Bootum: We might be the worst offensive team in the league, and our only hope for significant improvement is that Burks and Frank shake the injury bug and continue to shoot 50+% from three like they had been. Or that Obi Toppin guy proves to be NBA-ready offensively as touted. But until that is shown, to only be 27th in Ortg with All-NBA Randle, 6MOY Rivers, and generally hot shooting is already concerning.
Do you think the Knicks can make the playoffs — at least the play-in games?
MMiranda: Can? Yes. Will? Hmmm......
Stingy: Absolutely. But something major has to go right.
Alex: Sure, I bet at least one, if not both of the 9-10 seed teams will be below .500. The Knicks would really need to play their asses off and play well in-division (already seems unlikely based on early-season results), but it’s not impossible.
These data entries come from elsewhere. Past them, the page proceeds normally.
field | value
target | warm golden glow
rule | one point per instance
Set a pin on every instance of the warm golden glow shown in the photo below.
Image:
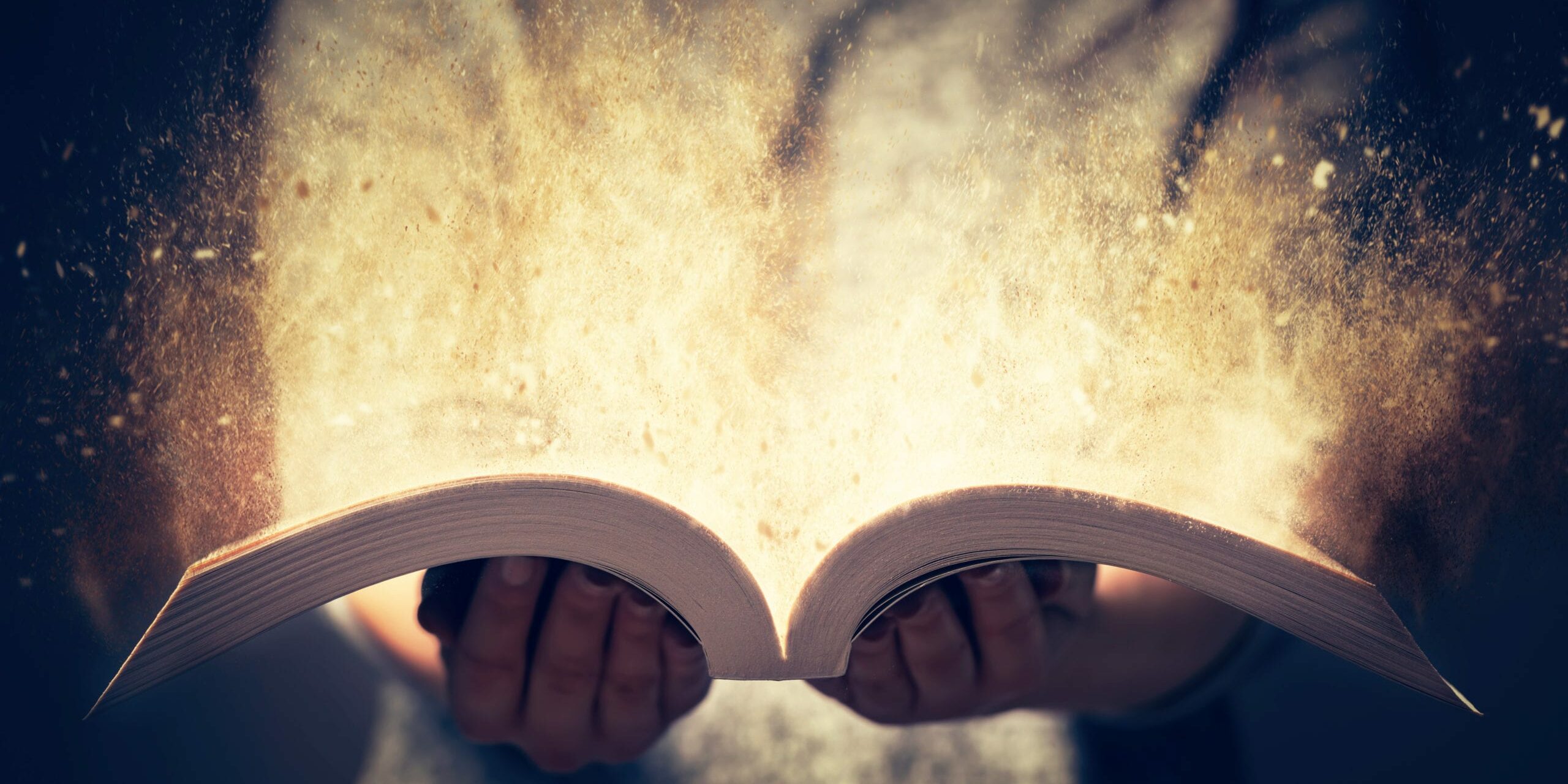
(567, 245)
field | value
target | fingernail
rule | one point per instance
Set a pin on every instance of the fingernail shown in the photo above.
(987, 575)
(1046, 576)
(598, 578)
(877, 629)
(910, 606)
(514, 570)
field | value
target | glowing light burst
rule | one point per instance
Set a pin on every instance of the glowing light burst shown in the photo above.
(565, 244)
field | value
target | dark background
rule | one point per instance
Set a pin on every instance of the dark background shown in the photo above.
(119, 85)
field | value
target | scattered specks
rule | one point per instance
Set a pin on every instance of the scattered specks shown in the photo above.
(1321, 175)
(1544, 115)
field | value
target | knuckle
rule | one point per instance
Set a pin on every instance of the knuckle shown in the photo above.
(940, 651)
(628, 747)
(554, 758)
(567, 675)
(1014, 625)
(479, 728)
(631, 687)
(485, 671)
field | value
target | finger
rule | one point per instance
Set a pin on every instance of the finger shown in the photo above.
(629, 709)
(878, 682)
(444, 598)
(937, 651)
(686, 671)
(1063, 587)
(1009, 629)
(564, 679)
(486, 664)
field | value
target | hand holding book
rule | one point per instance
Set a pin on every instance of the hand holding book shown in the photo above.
(573, 665)
(567, 662)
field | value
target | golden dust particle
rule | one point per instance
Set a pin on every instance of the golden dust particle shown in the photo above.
(1321, 175)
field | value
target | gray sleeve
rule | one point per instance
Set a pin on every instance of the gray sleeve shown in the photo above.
(1253, 647)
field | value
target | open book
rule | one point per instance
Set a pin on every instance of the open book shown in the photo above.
(258, 584)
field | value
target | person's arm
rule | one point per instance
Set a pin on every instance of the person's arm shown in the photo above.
(564, 661)
(1045, 636)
BennyBuckets: Nothing is impossible, but don’t go getting your hopes up. The goal this year should be steady overall improvement. Don’t let the better-than-expected start to the season get you down when the Knick inevitably lose five in a row during a tough stretch. They are trying to build a foundation. They are playing the long game.
Bootum: The play-in games, definitely; the playoffs I can’t really see. But the play-in games are difficult to see as well. The Knicks have 62 games left, which is a time for a lot of movement, and as constructed still have some of the least talent in the league. The Heat, Nets, and Raptors likely will not remain with a worse record than us all year. Other teams expected to be bad have similarly been competitive to start in the Cavs, Hornets, and Bulls. Westbrook and Bradley Beal can’t be this bad for an entire season, right? Right?